Identifying buggy patches with machine learning
Any kernel patch that fixes a bug, Levin began, should include a tag marking it for the stable updates. Relying on that tag turns out to miss a lot of important fixes, though. About 3-4% of the mainline patch stream was being marked, but the number of patches that should be put into the stable releases is closer to 20% of the total. Rather than try to get developers to mark more patches, he developed his machine-learning system to identify fixes in the mainline patch stream automatically and queue them for manual review.
This system uses a number of heuristics, he said. If the changelog contains language like "fixes" or "causes a panic", it's likely to be an important fix. Shorter patches tend to be candidates. Another indicator is the addition of code like:
if (x == NULL) return -ESOMETHING;
In the end, it does turn out to be possible to automatically identify a number of fixes. But if that can be done, could it be possible to use a similar system to find bugs? That turns out to be a harder problem. Levin complained that nobody includes text like "this commit has a bug" or "this will crash your server" in their changelogs — a complaint that Andrew Morton beat him to by many years. Just looking at code constructs can only catch the simplest bugs, and there are already static-analysis systems using that technique. So he needed to look for something else.
That "something else" turns out to be review and testing — or the lack
thereof. A lot can be learned by looking at the reviews that patches get.
Are there a lot of details in the review? Is there an indication that the
reviewer actually tried the code? Does it go beyond typographic errors?
Sentiment analysis can also be used to get a sense for how the reviewer
felt about the patch in general.
Not all reviewers are equal, so this system needs to qualify each reviewer. Over time, it is possible to conclude how likely it is that a patch reviewed by a given developer contains a bug. The role of the reviewer also matters; if the reviewer is a maintainer of — or frequent contributor to — the relevant subsystem, their review should carry more weight.
A system can look at how long any given patch has been present in linux-next, how many iterations it has been through, and what the "quality" of the conversation around it was. Output from automated testing systems has a place, but only to an extent; KernelCI is a more reliable tester for ARM patches, but the 0day system is better for x86 patches. Manual testing tends to be a good indicator of patch quality; if a patch indicates that it has been tested on thousands of machines in somebody's data center for months, it is relatively unlikely to contain a bug.
Then, one can also try to look at code quality, but that is hard to quantify. Looking at the number of problems found in the original posting of a patch might offer some useful information. But Levin is unsure about how much can be achieved in this area.
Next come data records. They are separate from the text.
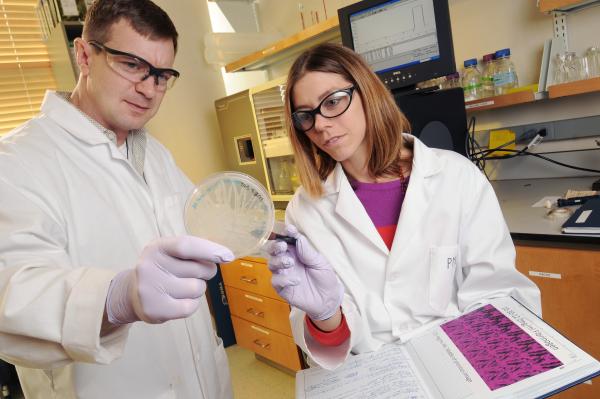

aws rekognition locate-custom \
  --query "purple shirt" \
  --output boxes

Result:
[350,177,410,249]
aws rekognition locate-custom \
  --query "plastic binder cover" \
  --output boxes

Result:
[296,297,600,399]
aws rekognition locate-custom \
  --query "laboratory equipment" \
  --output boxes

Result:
[338,0,456,90]
[184,171,275,258]
[215,78,300,201]
[462,58,482,101]
[494,48,519,96]
[480,54,496,98]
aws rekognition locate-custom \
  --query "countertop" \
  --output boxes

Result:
[491,176,600,249]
Once the data of interest has been identified, it is necessary to create a training set for the system. That is made up of a big pile of patches, of course, along with a flag saying whether each contains a bug or not. The Fixes tags in patches can help here, but not all bugs really matter for the purposes of this system; spelling fixes or theoretical races are not the sort of problem he is looking for. In the end, he took a simple approach, training the system on patches that were later reverted or which have a Fixes tag pointing to them.
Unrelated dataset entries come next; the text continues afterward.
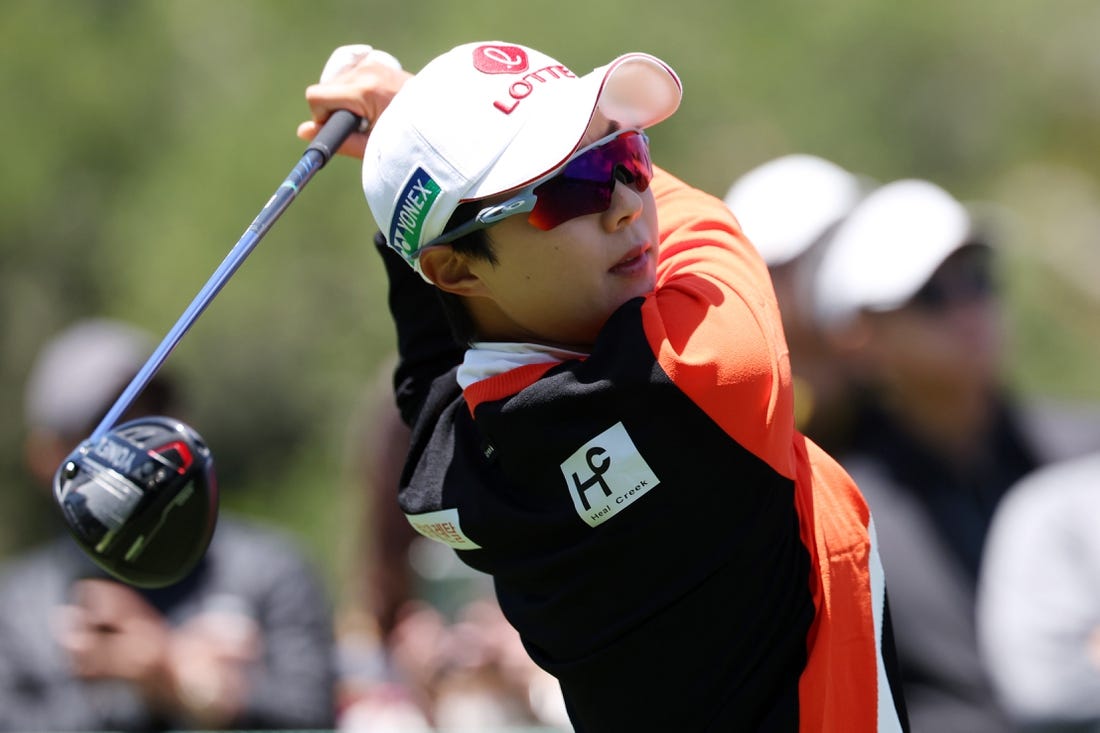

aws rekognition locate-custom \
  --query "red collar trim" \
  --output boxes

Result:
[462,361,561,415]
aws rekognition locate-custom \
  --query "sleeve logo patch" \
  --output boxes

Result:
[561,423,660,527]
[405,508,481,549]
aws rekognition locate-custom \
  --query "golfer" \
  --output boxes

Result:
[299,41,906,733]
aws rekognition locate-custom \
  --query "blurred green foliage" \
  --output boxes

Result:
[0,0,1100,594]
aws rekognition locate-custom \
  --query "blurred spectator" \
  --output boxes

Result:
[0,319,334,731]
[978,452,1100,733]
[725,153,866,455]
[814,179,1100,733]
[337,362,570,733]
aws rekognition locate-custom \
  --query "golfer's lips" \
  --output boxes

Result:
[609,244,651,274]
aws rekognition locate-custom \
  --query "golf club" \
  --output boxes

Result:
[53,110,362,588]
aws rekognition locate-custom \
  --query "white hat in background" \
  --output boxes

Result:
[363,41,681,267]
[24,318,156,436]
[813,178,972,328]
[726,153,862,266]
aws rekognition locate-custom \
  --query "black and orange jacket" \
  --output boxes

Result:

That led to some interesting information about where and when bugs are introduced. He had thought that bugs would generally be added during the merge window, then fixed in the later -rc releases, but that turned out to be wrong. On a lines-of-code basis, a patch merged for one of the late -rc releases is three times more likely to introduce a bug than a merge-window patch.
Patches queued for the merge window, it seems, are relatively well tested. Those added late in the cycle, instead, are there to fix some other problem and generally get much less testing — or none at all. Levin said that things shouldn't be this way. There is no reason to rush fixes late in the development cycle; nobody runs mainline kernels in production anyway, so it is better to give those patches more testing then push them into the stable updates when they are really ready. Developers should, he said, trust the system more and engage in less "late-rc wild-west stuff".
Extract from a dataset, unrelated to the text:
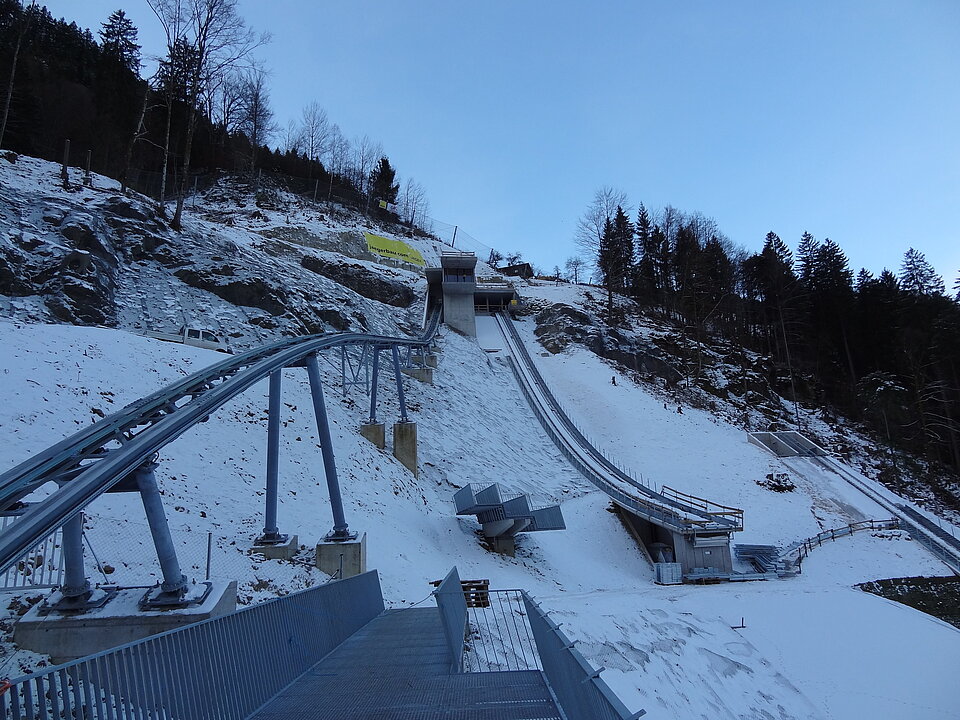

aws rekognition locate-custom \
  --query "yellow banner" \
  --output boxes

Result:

Levin complained to Linus Torvalds about this dynamic; Torvalds agreed with the explanation but said that the system was designed that way. Late-cycle problems tend to be more complex, so the fixes will also be more complex and more likely to create a new bug. Levin agreed that this is the case, but disagreed with the conclusion; he thinks that the community should be more strict with late-cycle patches.
Back to the machine-learning system, he said that he is currently using it to flag patches that need more careful review; that has enabled him to find a number of bugs in fixes that were destined for stable updates. Parts of this system are also being used to qualify patches for the stable releases. The goal of detecting buggy patches in general still seems rather distant, though.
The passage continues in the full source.